Die Herstellung der Krimschilder erfolgte durch verschiedene Hersteller, wobei unterschiedliche Materialien und Produktionsmethoden zum Einsatz kamen. Das vorliegende Exemplar mit bronziertem Stahlblech auf Tuchunterlage entspricht der gängigsten Ausführung. Die feldgraue Tuchunterlage sollte verhindern, dass das Metall die Uniform beschädigte und gleichzeitig für einen besseren optischen Kontrast sorgen. Die Papierabdeckung auf der Rückenplatte war typisch für Kriegsproduktionen und diente dem Schutz der Nadel-Mechanik.

Insgesamt wurden etwa 250.000 Krimschilder in beiden Ausführungen verliehen, wobei die bronzierte Variante den weitaus größten Anteil ausmachte. Die Auszeichnung wurde auf der rechten oberen Brustseite der Uniform getragen, unterhalb eventueller Eiserner Kreuze. Das Krimschild gehörte neben dem Kubanschild, dem Cholmschild und dem Narvikschild zu den vier regionalen Kampfschilden der Wehrmacht.

Aus sammlerischer Perspektive sind originale Krimschilder heute begehrte militärhistorische Objekte, die sorgfältig dokumentiert und studiert werden.
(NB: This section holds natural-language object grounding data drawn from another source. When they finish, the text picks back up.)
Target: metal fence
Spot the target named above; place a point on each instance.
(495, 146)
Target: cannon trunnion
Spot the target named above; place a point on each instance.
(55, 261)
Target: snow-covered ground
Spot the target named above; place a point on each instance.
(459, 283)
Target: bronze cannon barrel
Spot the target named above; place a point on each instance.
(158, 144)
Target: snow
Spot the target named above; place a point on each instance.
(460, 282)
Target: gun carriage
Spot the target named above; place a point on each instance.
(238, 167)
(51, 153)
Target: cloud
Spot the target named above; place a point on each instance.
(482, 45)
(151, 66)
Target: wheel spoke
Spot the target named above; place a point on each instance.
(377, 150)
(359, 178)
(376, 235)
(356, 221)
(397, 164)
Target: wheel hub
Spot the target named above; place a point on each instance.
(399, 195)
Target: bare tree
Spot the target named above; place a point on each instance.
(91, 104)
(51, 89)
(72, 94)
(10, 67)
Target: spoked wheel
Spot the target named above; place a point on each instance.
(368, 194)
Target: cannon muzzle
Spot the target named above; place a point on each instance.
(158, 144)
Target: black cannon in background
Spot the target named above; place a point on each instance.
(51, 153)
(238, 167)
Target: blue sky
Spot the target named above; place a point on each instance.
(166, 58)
Der angegebene “Zustand 2” deutet auf ein gut erhaltenes Exemplar mit nur geringen Gebrauchsspuren hin. Die Bronze-Patina, die erhaltene Tuchunterlage und die intakte Rückenplatte mit Papierabdeckung sind wichtige Authentizitätsmerkmale, da Fälschungen nach 1945 häufig vorkamen.

Die historische Einordnung solcher Objekte erfordert stets eine differenzierte Betrachtung: Als militärhistorische Zeugnisse dokumentieren sie einen Teil der Geschichte des Zweiten Weltkriegs und erinnern an die Soldaten, die in diesem verheerenden Konflikt kämpften. Gleichzeitig stehen sie im Kontext eines verbrecherischen Angriffskrieges und der damit verbundenen Gräueltaten. Ihre Bewahrung und wissenschaftliche Aufarbeitung dient der historischen Bildung und der Mahnung an die Schrecken des Krieges.